OPINION:Bord Bia's Origin Green initiative aims to build on Ireland's green credentials
As the world seeks to expand food production by 70 per cent over the next four decades, and reduce greenhouse gas emissions by almost a similar order, sustainability has become a major issue for the global food industry. It is an area in which Ireland, building on its green credentials, can become a world leader, and significantly enhance the value of an industry that exports
€9 billion to more than 160 countries around the world. It is what we can and should be famous for, but it won’t happen by chance.
According to the World Wildlife Fund, the world is using up resources at one and a half times the rate that the planet can sustain. Sustainability is the capacity of this generation to meet its needs without compromising the capacity of future generations to meet theirs.
In this, therefore,we appear to be failing. And so the issue, spurred on by climate change, has been rising up the global agenda. The corporate world has embraced sustainability and the Dow Jones Sustainability Index has been evaluating the sustainability performance of the largest 2,500 companies listed on the Dow Jones, since 1999. Yet, the scope for individual companies, retailers or manufacturers to make their activities more sustainable is limited to what they control themselves and their influence on their associated supply chains.

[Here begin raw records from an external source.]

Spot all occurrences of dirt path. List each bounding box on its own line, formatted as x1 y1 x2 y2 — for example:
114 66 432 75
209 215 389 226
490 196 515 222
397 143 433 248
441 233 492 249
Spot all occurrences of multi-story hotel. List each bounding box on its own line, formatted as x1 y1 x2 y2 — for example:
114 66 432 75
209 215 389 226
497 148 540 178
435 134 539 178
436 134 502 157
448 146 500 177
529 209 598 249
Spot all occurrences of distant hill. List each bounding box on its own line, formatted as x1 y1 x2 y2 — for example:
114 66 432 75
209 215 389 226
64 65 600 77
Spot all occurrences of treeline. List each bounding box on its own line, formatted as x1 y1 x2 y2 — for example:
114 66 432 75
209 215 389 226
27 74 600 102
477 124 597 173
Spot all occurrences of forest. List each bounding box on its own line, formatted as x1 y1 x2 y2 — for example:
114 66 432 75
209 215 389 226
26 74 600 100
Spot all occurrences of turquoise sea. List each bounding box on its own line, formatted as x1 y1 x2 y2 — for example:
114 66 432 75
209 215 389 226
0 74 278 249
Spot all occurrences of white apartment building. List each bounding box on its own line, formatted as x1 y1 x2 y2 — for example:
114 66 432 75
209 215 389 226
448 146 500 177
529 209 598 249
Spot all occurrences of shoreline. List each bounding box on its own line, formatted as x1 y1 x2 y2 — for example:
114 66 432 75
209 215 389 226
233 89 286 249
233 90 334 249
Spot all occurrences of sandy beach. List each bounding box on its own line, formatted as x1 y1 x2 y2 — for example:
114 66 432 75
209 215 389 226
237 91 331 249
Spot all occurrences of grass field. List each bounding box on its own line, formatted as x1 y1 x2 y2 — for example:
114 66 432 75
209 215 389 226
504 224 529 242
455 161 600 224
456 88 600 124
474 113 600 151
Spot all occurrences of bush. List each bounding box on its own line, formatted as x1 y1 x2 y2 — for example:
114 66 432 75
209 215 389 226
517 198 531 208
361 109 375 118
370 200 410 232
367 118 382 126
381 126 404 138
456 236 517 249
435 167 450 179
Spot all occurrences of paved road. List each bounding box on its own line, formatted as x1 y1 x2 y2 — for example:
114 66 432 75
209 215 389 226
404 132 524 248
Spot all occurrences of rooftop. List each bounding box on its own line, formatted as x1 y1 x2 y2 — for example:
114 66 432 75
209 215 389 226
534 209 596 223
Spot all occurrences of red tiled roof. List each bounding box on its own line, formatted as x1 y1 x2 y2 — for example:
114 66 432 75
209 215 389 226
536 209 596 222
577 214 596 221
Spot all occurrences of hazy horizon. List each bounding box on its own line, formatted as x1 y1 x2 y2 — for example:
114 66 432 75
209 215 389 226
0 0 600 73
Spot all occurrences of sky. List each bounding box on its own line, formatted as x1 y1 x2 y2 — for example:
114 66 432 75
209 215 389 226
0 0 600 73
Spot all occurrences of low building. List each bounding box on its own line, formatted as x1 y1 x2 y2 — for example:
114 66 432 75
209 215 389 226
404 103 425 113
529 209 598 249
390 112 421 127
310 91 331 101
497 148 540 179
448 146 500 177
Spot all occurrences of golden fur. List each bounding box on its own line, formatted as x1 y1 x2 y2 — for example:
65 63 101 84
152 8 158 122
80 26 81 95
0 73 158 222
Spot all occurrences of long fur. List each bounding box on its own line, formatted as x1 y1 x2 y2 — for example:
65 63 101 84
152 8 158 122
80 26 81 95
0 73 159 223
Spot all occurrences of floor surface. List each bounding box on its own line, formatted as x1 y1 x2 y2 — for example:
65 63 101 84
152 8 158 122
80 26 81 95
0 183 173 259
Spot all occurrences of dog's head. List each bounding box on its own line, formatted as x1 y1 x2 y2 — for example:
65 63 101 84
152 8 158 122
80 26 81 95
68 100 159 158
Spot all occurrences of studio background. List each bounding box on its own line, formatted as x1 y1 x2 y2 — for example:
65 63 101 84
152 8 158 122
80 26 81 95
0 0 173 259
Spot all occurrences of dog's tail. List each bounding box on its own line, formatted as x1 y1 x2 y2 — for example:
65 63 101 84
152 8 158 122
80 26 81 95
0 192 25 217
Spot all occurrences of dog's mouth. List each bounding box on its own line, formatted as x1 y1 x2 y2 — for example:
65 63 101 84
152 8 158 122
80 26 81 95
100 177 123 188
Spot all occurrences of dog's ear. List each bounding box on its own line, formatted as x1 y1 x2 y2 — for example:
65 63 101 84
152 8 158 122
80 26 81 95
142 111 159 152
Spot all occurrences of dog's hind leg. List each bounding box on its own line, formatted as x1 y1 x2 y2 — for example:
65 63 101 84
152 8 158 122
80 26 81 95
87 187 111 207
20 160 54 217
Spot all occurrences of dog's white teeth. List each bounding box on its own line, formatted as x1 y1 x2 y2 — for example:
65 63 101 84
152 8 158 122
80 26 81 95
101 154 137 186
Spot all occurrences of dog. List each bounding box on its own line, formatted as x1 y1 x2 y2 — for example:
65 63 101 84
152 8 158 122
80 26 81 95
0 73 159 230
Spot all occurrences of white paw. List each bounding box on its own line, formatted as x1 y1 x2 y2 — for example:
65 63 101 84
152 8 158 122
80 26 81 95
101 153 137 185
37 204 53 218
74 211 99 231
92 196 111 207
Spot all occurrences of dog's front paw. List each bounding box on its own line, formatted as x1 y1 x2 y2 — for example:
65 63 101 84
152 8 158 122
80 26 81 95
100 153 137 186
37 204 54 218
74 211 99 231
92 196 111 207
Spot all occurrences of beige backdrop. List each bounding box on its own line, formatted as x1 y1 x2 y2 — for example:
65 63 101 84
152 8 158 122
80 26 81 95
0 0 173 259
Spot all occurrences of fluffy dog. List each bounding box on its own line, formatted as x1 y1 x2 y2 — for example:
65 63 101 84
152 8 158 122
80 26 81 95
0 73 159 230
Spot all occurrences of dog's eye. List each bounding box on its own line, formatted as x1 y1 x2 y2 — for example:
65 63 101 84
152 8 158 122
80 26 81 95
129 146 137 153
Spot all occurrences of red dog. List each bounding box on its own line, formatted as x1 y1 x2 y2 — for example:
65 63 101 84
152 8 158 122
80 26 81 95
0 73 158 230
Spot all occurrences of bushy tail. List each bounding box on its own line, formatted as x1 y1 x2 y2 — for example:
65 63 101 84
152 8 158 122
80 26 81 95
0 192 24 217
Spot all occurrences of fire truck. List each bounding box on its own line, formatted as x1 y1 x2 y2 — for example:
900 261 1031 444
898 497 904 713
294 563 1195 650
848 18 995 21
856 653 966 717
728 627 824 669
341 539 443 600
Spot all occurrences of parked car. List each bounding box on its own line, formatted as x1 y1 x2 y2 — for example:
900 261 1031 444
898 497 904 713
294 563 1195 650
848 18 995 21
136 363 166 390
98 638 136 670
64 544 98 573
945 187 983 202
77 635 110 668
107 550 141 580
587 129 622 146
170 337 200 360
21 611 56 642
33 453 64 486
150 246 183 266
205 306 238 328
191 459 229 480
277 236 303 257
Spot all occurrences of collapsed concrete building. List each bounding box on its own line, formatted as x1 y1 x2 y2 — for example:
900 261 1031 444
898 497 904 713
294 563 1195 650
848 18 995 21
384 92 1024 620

Bord Bia’s Origin Green initiative, in partnership with industry, is taking what is in effect a national approach that has yet to be emulated by any other food industry in any other nation.
We have set ourselves the goal that by 2014 some 75 per cent of all our food and drink exports will be sourced from farms and food businesses that have signed up to the programme and that by 2016, in so far as this is a voluntary initiative, all will have.
At farm level this means participation in an accredited quality assurance scheme and sustainability programme. By the end of next month, for example, we will have carbon-footprinted some 30,000 beef farms in a process of measurement, feedback and continuous improvement. By early next year a similar programme will be rolled out across all 18,000 dairy enterprises.
In this we are already a world leader. No other country is carbon footprinting its farms using such a systematic approach and in what is in effect a national scale. And working with Teagasc, the programme is being conducted to the highest international standards, based on carbon footprint calculation models accredited by the Carbon Trust.
As the programme is extended into other primary sectors we are also integrating additional sustainability measures around biodiversity and water.
Moving up the supply chain, last June we launched the Sustainability Charter. To date more than 100 companies, listed on Bord Bia's origin green.iewebsite and accounting for more than 50 per cent of our food and drink exports, have committed to creating a five-year sustainability plan, with stretch targets to be independently verified, and with progress reports to be filed on an annual basis.
Green credentials
Ireland’s green credentials are strong. According to EU Commission research, our dairy industry shares, together with Austria, the lowest carbon footprint in the whole of the union. Our beef industry, the largest net exporter in the northern hemisphere, is also among the lowest. And in a world that is facing water shortages, with agriculture requiring the use of 70per cent of freshwater supplies for irrigation, our water stress index, not surprisingly, is among the lowest in the world!
It is almost as if the concept of sustainability was created for us. However, Bord Bia research among customers for our food and drink, covering the past four years, has elicited the response that yes, we are green, but now we must prove it as well. It is how we manage the resources with which we have been endowed as we pass them on to the next generation that matters most of all.
The Origin Green programme will provide today and over time a demonstrable proof of the commitment of farmers, fishermen and food producers, to “meet the needs of the present without compromising the capacity of future generations to meet theirs”.
Saoirse Ronan, who has worked with us on the programme on a pro bono basis, describes them in an explanatory video (see bordbia.ie) as "custodians, protectors, defenders".
The programme will be helped by a strong commercial imperative. Improving one’s sustainability score over time can only happen through increasing efficiency, thereby lowering costs, and improving profitability. And it is the right thing to do.